There are predators out there, and you’re a key player in whether or not your daughter gets reeled into getting inside a car with a complete stranger who offers her a ride when she’s walking somewhere.
It just keeps happening over and over: women and teen girls accepting rides from strangers (men), despite a continuous flurry of news about this very act leading up to rape and murder.
Women and teen girls who do this aren’t “stupid” in the academic sense.
An airing of “Mystery Detectives” focused on a 17-year-old girl who was an excellent student with dreams of becoming a doctor.
She was walking home, less than one-quarter mile away, when a virtual stranger pulled up, offered her a ride and she accepted!
This man (age 24) wasn’t a complete stranger (he was living with her cousin), but she hardly knew him. The girl was living with her single mother…
Teens Getting into Cars with Strangers: Why?!
“Whatever the bait that the stranger promises — a puppy, candy or simply a ride, the real reason teens and young women take the bait is deeper,” begins Carole Lieberman, MD, forensic psychiatrist and author of Bad Boys: Why We Love Them, How to Live With Them and When to Leave Them.
Dad. Or lack thereof.
“The real bait is the promise of a surrogate daddy’s love,” says Dr. Lieberman. “The driver is offering ‘the kindness of strangers’ — a man who is going out of his way to pay attention to and help the girl.”
Before you question this explanation, ask yourself how many young women you think would take a ride being offered by another young woman (complete stranger), or how many middle-aged women would accept a ride from a 25-year-old man. Not that it never happens, but…there’s a strong point to be made here.
You’d think that today’s proliferation of frightening headlines, says Dr. Lieberman, would scare off young women and teen girls from accepting rides with strangers or men they just met.
But, she continues, “At the same time the number of girls who are longing for male attention has skyrocketed because of losing daddies to divorce, depression and other problems.
“This makes girls more vulnerable than ever to a man who, despite his malevolent intentions, appears to care about them.”
This got me thinking: What percentage of young women and teenage girls, who accept a ride from a stranger (and this includes a “nice” man they just met at a bar or party), grew up in a home without a father?
This data is not available. But a surprising number of women and teen girls who simply get into a car, driven by a stranger, have had no strong father figure in their life, says Dr. Lieberman, based upon her years of professional experience in the legal system.
The absent father isn’t the only explanation, though, for why a girl would get into a stranger’s car.
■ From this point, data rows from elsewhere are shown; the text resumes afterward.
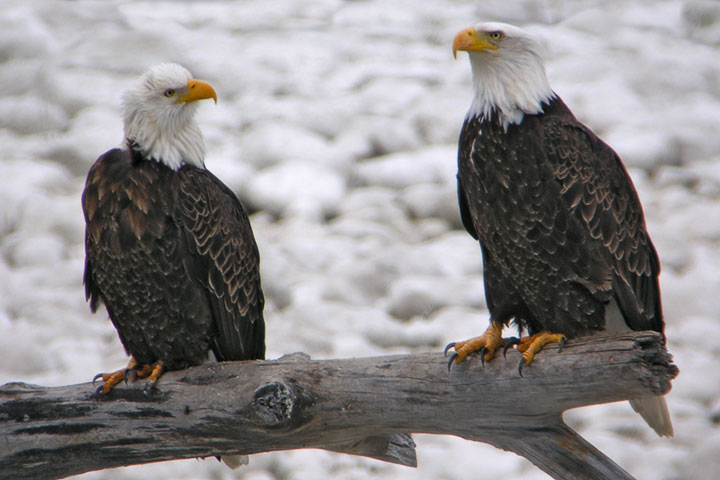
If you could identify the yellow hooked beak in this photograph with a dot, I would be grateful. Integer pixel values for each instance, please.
(197, 90)
(469, 41)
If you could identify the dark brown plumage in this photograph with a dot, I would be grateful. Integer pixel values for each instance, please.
(560, 225)
(565, 248)
(173, 258)
(169, 248)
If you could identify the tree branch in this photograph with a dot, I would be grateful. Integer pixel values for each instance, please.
(364, 406)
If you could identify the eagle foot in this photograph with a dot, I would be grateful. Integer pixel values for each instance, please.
(486, 344)
(529, 346)
(112, 379)
(133, 371)
(152, 373)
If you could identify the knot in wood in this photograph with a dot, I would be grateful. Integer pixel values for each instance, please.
(274, 404)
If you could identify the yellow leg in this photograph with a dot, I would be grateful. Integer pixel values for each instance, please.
(154, 372)
(112, 379)
(529, 346)
(486, 343)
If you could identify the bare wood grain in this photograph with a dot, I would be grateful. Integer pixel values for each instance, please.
(363, 406)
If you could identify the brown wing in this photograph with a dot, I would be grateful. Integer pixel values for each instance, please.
(172, 257)
(224, 259)
(600, 193)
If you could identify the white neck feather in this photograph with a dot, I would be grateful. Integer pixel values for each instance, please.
(510, 85)
(169, 137)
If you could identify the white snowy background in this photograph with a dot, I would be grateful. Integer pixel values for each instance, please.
(337, 123)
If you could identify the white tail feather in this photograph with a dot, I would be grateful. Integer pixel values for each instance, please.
(655, 412)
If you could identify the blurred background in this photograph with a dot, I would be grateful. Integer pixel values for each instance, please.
(337, 126)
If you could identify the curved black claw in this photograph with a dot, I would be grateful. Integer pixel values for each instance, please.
(129, 372)
(98, 393)
(483, 351)
(521, 363)
(149, 387)
(452, 359)
(511, 342)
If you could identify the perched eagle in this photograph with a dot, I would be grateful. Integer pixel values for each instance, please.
(169, 248)
(563, 238)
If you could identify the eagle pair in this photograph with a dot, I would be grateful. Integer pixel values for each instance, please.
(171, 254)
It’s a multifactorial process.
After all, there are teens and women, raised by strong single mothers, never knowing their fathers or having little contact with them, who couldn’t be paid a thousand bucks to get into a stranger’s car in 19 degree weather.
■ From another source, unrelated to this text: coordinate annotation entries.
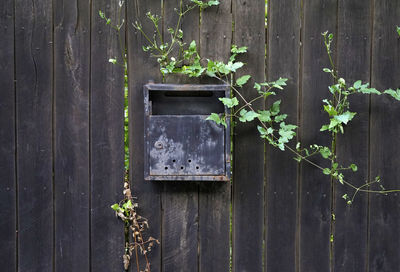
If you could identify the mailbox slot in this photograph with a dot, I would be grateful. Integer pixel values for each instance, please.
(180, 144)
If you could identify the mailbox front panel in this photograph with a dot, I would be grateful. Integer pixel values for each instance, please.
(184, 146)
(180, 144)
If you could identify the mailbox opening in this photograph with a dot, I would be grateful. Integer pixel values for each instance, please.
(180, 144)
(185, 102)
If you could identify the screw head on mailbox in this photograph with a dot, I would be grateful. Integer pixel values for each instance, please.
(180, 144)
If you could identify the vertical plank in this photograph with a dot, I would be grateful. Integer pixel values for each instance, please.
(385, 143)
(8, 213)
(71, 170)
(248, 181)
(106, 138)
(34, 133)
(281, 189)
(214, 198)
(180, 201)
(315, 194)
(141, 69)
(354, 45)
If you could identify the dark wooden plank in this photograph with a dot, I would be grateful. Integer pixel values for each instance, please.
(385, 143)
(214, 198)
(141, 69)
(180, 200)
(180, 227)
(8, 213)
(315, 188)
(106, 138)
(282, 189)
(248, 175)
(34, 64)
(350, 226)
(71, 169)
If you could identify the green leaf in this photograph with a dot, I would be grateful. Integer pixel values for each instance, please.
(192, 46)
(213, 3)
(116, 207)
(275, 108)
(242, 80)
(238, 50)
(363, 88)
(264, 116)
(233, 66)
(325, 152)
(393, 93)
(127, 205)
(257, 86)
(345, 117)
(357, 84)
(330, 110)
(324, 128)
(229, 102)
(327, 70)
(247, 116)
(280, 118)
(326, 171)
(286, 132)
(262, 131)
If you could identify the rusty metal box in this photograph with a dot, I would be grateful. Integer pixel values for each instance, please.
(180, 144)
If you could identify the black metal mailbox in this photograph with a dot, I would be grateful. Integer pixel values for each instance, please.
(180, 144)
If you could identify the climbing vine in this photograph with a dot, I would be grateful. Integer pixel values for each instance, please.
(176, 57)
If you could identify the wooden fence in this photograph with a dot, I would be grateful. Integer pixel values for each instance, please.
(62, 149)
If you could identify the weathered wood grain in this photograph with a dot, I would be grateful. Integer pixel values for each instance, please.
(8, 213)
(248, 172)
(215, 198)
(106, 137)
(71, 110)
(141, 69)
(33, 44)
(353, 54)
(384, 216)
(315, 188)
(283, 57)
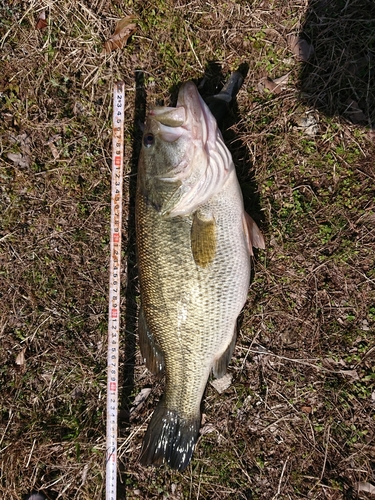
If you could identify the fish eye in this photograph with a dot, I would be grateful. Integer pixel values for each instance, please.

What can fathers do to ensure their daughters will never get into a car with a stranger?
This article pertains strictly to those who voluntarily get into the vehicle, versus those who are frightened in by the sight of a wavering gun.
The first and most important relationship a girl will ever have, says Dr. Lieberman, is that with her father. Even if dad is physically present, married to the girl’s mother, this alone doesn’t guarantee a strong positive presence; he can still be emotionally distant and neglectful, or harsh and denigrating.
“The way you relate to your daughter will determine how she views men for the rest of her life — from whom she picks to date to whom she’ll marry to whether she will fall victim to a stranger,” explains Dr. Lieberman.
“If you don’t make her feel like she’s a lovable princess from day one, she will wind up dating bad boys, giving up on finding her prince and ending up in a loveless marriage.
“That is, if she hasn’t been raped and killed by a sweet-talking stranger beforehand.”
You Don’t Have to Spoil Her
Hey dads, don’t make the mistake of assuming that making your daughter feel like a valuable princess will set her up for being spoiled rotten.
Nobody says you must buy her everything she points her finger at or hand her your credit card every time she blinks.
When fathers make their daughters feel important and valued, and make time for them and have a relationship that’s real rather than based on just material provisions, this will go a long way in protecting a teen girl (and when she grows up to womanhood) from voluntarily accepting a ride from a stranger.